Imprimer Par Denis Gagnon, o.p.

Depuis quelques mois, les paysages dépouillés de l’Afghanistan défilent sur l’écran de nos téléviseurs. De grands espaces de couleur uniforme au point que nous distinguons mal les aspérités des collines et des montagnes. Tout est neutre. Rien n’attire notre attention. Rien ne distrait. Un désert. Et ce décor est devenu le théâtre d’une guerre sans merci.

Le désert, lieu d’attaque, de combat, de tuerie. Dans la littérature spirituelle, notamment la Bible, les ascètes et les mystiques se rendent au désert. Ils ne s’y retrouvent pas pour affronter les autres, mais pour faire la guerre à eux-mêmes personnellement. Le désert est le lieu du combat intérieur. Qui s’y rend accepte de faire face à lui-même. Le lieu se dresse devant lui comme un miroir d’une franchise étonnante. Il n’accentue pas les beautés ni ne masque les laideurs. Tout est vrai.

Un séjour au désert permet l’expérience du silence autour de soi. Aucun stimulus extérieur ne vient attirer l’attention. Aucune sirène pour charmer l’Ulysse voyageur. Tout mouvement, tout bruit, toute vie est absente. Sauf soi-même et son monde intérieur. Parler ici, c’est parler à soi, c’est s’adresser à soi, c’est ne voir et n’entendre que soi.

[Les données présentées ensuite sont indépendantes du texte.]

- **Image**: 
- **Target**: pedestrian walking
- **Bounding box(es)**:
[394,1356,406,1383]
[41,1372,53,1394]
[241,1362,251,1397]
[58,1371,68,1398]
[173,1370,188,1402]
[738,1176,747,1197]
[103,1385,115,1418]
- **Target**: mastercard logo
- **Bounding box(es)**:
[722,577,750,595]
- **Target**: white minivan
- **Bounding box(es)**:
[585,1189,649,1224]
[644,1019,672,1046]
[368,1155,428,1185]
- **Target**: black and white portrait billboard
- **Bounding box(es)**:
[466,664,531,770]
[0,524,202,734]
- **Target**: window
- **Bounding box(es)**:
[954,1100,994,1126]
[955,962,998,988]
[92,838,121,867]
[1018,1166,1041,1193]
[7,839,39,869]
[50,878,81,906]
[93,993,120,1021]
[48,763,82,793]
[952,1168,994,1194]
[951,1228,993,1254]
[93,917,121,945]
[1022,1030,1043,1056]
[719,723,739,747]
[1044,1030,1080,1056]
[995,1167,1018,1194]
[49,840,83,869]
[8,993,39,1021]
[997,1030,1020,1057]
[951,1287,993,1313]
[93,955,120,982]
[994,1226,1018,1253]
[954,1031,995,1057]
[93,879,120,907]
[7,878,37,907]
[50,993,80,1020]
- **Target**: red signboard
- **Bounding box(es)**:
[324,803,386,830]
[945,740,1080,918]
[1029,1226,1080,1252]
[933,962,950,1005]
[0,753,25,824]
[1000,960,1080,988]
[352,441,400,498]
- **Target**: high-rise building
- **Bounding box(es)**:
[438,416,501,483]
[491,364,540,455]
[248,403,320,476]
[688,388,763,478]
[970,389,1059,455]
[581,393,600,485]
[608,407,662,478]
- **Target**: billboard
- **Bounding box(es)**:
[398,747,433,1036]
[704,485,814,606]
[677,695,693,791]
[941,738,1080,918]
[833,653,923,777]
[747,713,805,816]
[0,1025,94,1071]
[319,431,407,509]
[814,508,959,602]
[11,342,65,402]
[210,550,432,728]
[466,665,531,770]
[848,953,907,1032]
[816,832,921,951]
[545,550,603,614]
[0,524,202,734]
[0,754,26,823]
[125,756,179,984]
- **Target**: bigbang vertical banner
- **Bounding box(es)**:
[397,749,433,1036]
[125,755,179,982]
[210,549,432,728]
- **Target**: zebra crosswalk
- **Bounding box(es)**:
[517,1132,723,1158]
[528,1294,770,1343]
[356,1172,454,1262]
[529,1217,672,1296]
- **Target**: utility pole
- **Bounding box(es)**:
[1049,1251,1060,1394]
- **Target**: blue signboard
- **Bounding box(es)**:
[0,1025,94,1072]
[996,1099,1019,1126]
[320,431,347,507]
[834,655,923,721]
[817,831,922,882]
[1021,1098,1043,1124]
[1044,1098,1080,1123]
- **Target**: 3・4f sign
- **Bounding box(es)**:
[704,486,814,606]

La rencontre peut être difficile. Parfois, c’est la guerre. Se découvrir, se reconnaître, s’accepter peut souvent être un combat. L’être humain doit faire le deuil de ses rêves impossibles. Il a des limites. Il doit accepter de vivre en deçà de ses aspirations, même les meilleures.

L’épreuve est dure depuis toujours. Mais, de nos jours, elle est particulièrement pénible. Le décor où nous évoluons habituellement nous distrait de nous-mêmes sans retenue. Les images, les sons, les bruits, tout attire notre attention et nous éloigne, du même coup, de ce que nous sommes personnellement. Le mûrissement de notre être en prend pour son rhume.

Mais un autre obstacle nous contrarie davantage. L’évolution des sciences et les multiples découvertes nous laissent entendre que le progrès pourrait être sans limite. Serions-nous en train de devenir des supermen? La médecine va-t-elle parvenir à éliminer la mort? Les distances vont-elles être comblées? Les frontières dépassées? Nos désirs complètement réalisés? La tentation est grande. Mais le désert renvoie à nous-mêmes et à nos limites. Je ne suis pas devenu ce que j’ai rêvé devenir. J’ai des fragilités insurmontables, des impuissances chroniques. Je ne suis pas tout puissant! Un point, c’est tout!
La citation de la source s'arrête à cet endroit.